Showing posts with label T-test. Show all posts
Showing posts with label T-test. Show all posts

Thursday, August 6, 2009

Simple linear regression

We use the regression analysis when, from the data sample, we want to derive a statistical model that predicts the values of a variable (Y, dependent) from the values of another variable (X, independent). The linear regression, which is the simplest and most frequent relationship between two quantitative variables, can be positive (when X increase, Y increase too) or negative (when X increase, Y decrease): this is indicated by the sign of the coefficient b.

To build the line that describes the distribution of points, we might refer to different principles. The most common is the least squares method (or Model I), and this is the method used by the statistical software R.

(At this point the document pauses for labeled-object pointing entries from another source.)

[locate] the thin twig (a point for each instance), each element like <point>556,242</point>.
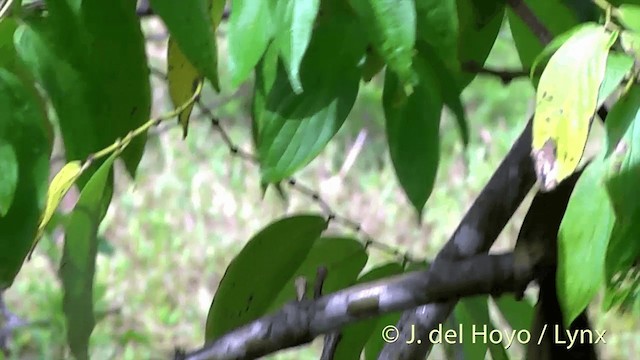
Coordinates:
<point>506,76</point>
<point>524,12</point>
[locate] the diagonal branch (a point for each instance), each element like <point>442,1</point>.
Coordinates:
<point>476,233</point>
<point>299,322</point>
<point>483,222</point>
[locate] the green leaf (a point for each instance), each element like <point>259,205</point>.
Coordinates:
<point>437,24</point>
<point>98,97</point>
<point>77,267</point>
<point>60,185</point>
<point>355,336</point>
<point>476,312</point>
<point>618,67</point>
<point>582,241</point>
<point>190,26</point>
<point>449,84</point>
<point>623,137</point>
<point>566,100</point>
<point>630,42</point>
<point>540,62</point>
<point>518,313</point>
<point>249,33</point>
<point>182,80</point>
<point>465,321</point>
<point>343,258</point>
<point>372,65</point>
<point>296,20</point>
<point>480,24</point>
<point>412,125</point>
<point>9,171</point>
<point>391,25</point>
<point>375,343</point>
<point>554,15</point>
<point>23,126</point>
<point>292,129</point>
<point>272,256</point>
<point>629,16</point>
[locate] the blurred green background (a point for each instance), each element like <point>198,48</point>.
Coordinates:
<point>170,234</point>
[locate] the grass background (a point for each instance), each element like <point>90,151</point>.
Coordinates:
<point>169,235</point>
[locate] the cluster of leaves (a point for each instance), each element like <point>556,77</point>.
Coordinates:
<point>597,239</point>
<point>308,58</point>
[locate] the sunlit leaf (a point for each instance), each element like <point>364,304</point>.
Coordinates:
<point>554,15</point>
<point>256,276</point>
<point>479,27</point>
<point>9,171</point>
<point>190,25</point>
<point>412,125</point>
<point>582,241</point>
<point>518,313</point>
<point>23,127</point>
<point>182,78</point>
<point>78,263</point>
<point>566,101</point>
<point>437,24</point>
<point>630,42</point>
<point>355,336</point>
<point>449,82</point>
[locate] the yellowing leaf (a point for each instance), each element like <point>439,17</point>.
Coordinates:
<point>566,100</point>
<point>59,187</point>
<point>183,80</point>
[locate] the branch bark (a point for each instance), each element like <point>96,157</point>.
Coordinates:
<point>483,222</point>
<point>299,322</point>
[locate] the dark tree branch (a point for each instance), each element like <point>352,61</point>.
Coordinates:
<point>299,322</point>
<point>476,233</point>
<point>481,225</point>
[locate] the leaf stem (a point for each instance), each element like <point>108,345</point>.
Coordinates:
<point>121,144</point>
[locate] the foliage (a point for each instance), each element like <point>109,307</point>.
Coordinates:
<point>78,73</point>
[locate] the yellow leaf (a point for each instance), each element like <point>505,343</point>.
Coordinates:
<point>566,101</point>
<point>183,79</point>
<point>58,188</point>
<point>217,9</point>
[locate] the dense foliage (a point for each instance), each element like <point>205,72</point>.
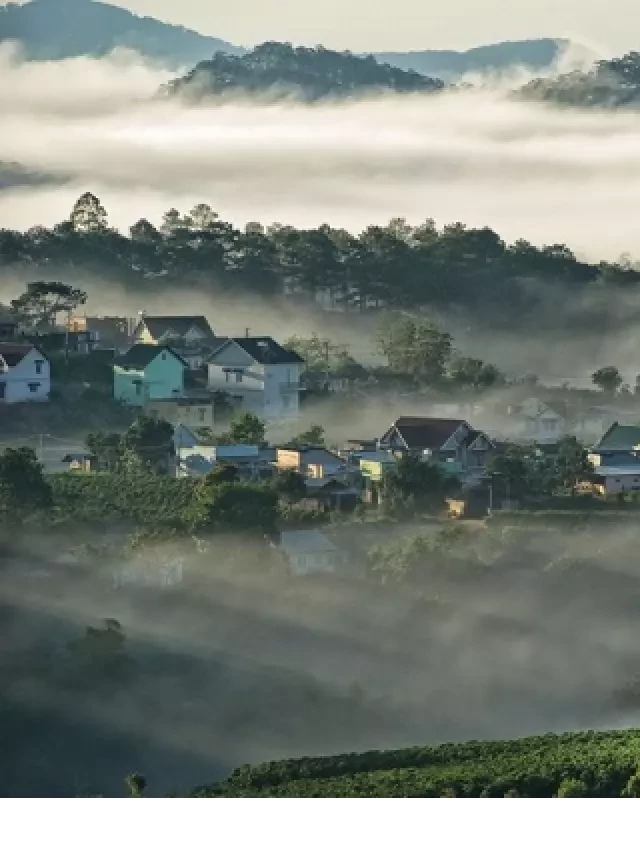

Suppose you want to obtain a linear relationship between weight (kg) and height (cm) of 10 subjects.
Height: 175, 168, 170, 171, 169, 165, 165, 160, 180, 186
Weight: 80, 68, 72, 75, 70, 65, 62, 60, 85, 90


The first problem is to decide what is the dependent variable Y and waht is the independent variable X. In general, the independent variable is not affected by an error during the measurement (or affected by random error), while the dependent variable is affected by error. In our case we can assume that the variable weight is the independent variable (X), and the dependent variable height (Y).
So our problem is to find a linear relationship (formula) that allows us to calculate the height, known as the weight of an individual. The simplest formula is that of a broad line of type Y = a + bX. The simple regression line in R is calculated as follows:


height = c(175, 168, 170, 171, 169, 165, 165, 160, 180, 186)
weight = c(80, 68, 72, 75, 70, 65, 62, 60, 85, 90)

model = lm(formula = height ~ weight, x=TRUE, y=TRUE)
model

Call:
lm(formula = height ~ weight, x = TRUE, y = TRUE)

Coefficients:
(Intercept) weight
115.2002 0.7662


The correct syntax of the formula stated in lm is: Y ~ X, then you declare first the dependent variable, and after the independent variable (or variables).
The output of the function is represented by two parameters a and b: a=115.2002 (intercept), b=0.7662 (the slope).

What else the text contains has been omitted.